Type Of Industry / Business CENTRAL DRUGS STANDARD CONTROL ORGANIZATION
Location INDIA
Type Of Service Existing company modification
Project Duration 40 Days
Number Of Employees 25-50
Minimum Order Quantity 1

Product Description

The Central Drugs Standard Control Organization (CDSCO) under Directorate General of Health Services, Ministry of Health & Family Welfare, Government of India is the National Regulatory Authority (NRA) of India.

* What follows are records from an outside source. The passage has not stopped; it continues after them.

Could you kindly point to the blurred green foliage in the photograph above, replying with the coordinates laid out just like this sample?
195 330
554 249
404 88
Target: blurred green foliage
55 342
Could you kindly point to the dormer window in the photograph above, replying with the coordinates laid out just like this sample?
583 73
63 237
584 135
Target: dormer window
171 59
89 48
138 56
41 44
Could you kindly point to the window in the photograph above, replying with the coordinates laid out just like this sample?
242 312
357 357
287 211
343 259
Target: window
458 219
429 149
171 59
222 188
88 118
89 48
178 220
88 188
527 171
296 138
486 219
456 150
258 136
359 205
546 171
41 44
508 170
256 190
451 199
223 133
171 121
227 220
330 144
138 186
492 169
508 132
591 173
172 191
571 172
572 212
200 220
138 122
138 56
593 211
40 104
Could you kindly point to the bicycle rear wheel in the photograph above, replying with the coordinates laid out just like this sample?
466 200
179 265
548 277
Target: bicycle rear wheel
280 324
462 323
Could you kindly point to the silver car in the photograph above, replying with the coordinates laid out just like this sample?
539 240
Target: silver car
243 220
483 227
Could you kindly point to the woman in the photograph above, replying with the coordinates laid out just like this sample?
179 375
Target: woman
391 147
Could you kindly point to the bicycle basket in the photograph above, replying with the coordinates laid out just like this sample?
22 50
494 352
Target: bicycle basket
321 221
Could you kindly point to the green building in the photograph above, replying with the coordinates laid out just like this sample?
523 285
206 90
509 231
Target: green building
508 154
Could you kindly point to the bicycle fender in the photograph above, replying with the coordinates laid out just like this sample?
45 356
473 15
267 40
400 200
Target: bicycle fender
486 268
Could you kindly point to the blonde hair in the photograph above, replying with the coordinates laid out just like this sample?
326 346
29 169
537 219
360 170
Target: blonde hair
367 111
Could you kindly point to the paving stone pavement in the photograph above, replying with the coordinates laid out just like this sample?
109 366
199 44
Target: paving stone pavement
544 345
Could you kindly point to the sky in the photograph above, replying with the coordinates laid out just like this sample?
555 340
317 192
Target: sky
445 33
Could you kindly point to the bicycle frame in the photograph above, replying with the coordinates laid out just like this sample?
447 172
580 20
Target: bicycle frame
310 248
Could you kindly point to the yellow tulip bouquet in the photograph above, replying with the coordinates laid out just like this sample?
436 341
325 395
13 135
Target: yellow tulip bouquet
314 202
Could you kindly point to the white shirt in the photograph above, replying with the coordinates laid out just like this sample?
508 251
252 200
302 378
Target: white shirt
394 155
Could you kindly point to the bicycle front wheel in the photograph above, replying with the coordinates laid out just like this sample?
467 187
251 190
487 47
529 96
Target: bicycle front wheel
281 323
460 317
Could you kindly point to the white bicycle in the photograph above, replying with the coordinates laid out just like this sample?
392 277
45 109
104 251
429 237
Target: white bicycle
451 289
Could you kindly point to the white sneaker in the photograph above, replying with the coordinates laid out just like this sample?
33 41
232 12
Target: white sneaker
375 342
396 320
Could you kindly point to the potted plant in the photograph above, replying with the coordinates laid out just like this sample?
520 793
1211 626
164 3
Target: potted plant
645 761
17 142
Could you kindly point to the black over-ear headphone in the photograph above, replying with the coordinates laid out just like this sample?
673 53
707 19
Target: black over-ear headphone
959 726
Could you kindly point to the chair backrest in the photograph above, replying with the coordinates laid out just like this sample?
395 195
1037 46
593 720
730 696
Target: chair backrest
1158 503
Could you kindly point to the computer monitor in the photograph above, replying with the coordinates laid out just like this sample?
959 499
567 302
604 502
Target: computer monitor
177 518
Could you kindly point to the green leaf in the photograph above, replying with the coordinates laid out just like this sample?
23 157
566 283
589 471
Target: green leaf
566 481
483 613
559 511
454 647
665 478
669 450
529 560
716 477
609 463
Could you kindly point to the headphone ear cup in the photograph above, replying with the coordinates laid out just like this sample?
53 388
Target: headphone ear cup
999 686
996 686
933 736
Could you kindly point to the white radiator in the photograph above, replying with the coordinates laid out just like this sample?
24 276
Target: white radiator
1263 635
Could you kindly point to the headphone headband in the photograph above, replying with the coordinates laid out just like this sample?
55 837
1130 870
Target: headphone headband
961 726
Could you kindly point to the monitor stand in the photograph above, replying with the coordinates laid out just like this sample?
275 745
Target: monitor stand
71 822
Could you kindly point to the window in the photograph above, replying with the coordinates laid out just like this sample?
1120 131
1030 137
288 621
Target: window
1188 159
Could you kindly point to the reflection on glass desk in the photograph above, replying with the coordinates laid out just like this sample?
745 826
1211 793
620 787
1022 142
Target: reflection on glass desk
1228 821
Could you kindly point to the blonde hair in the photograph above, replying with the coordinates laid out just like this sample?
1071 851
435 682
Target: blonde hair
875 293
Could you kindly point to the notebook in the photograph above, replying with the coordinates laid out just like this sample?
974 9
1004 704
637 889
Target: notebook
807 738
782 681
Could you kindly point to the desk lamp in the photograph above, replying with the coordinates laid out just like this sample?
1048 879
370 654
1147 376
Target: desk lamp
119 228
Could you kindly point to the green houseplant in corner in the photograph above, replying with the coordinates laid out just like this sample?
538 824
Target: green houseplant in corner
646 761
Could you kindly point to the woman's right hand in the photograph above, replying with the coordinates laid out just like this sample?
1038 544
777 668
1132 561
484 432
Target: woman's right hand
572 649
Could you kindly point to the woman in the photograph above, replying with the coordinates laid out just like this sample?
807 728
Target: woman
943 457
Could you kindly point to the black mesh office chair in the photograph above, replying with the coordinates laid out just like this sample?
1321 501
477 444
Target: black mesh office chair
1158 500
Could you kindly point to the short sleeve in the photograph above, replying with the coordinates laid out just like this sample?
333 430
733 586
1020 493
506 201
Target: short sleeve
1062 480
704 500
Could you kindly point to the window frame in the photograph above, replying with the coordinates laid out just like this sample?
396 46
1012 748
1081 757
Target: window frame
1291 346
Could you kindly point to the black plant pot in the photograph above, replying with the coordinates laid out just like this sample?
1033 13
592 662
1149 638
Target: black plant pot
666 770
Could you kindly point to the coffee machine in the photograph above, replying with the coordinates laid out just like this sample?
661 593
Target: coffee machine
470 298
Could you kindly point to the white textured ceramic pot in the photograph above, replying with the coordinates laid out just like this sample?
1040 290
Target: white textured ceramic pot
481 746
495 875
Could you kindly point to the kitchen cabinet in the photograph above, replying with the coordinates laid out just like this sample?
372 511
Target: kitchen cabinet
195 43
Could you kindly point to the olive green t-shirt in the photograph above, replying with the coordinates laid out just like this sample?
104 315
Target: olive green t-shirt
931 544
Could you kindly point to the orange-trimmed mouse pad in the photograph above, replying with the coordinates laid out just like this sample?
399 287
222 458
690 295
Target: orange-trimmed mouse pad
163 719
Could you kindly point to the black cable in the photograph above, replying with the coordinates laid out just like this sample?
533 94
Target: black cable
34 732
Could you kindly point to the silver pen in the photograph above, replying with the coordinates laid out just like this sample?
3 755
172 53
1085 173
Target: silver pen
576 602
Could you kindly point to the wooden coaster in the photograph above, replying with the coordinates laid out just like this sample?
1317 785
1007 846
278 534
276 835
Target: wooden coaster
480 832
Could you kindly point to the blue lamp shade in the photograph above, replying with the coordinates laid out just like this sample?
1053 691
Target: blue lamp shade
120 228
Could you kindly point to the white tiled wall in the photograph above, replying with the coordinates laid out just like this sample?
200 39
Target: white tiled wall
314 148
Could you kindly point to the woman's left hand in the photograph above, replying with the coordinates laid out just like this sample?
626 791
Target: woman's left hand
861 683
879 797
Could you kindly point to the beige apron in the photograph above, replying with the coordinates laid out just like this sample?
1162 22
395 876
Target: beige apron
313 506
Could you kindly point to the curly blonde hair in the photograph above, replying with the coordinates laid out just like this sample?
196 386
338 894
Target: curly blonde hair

All Medical Devices including an instrument, apparatus, appliance, implant, material or other article, whether used alone or in combination, including a software or an accessory, intended by its manufacturer to be used specially for human beings or animals which does not achieve the primary intended action in or on human body or animals by any pharmacological or metabolic means, but which may assisted in its intended function by such means for one or more of the specific purpose of:-

  1. Diagnosis, prevention, monitoring, treatment or alleviation of any disease or disorder;
  2. Diagnosis, monitoring, treatment, alleviation or assistance for, any injury or disability;
  3. Investigation, replacement or modification or support of the anatomy or of a physiological process;
  4. Supporting or sustaining life;
  5. Disinfection of Medical Devices
  6. Control of conception”
PROCEDURE FOR CDSCO REGISTRATION

Before applying for a CDSCO Certification of a medical product in India, it is recommended you carefully search the CDSCO announcements for specific information regarding your product first. The authority may additionally consult more detailed BIS Standards and decide based on those, whether a product shall be approved or not.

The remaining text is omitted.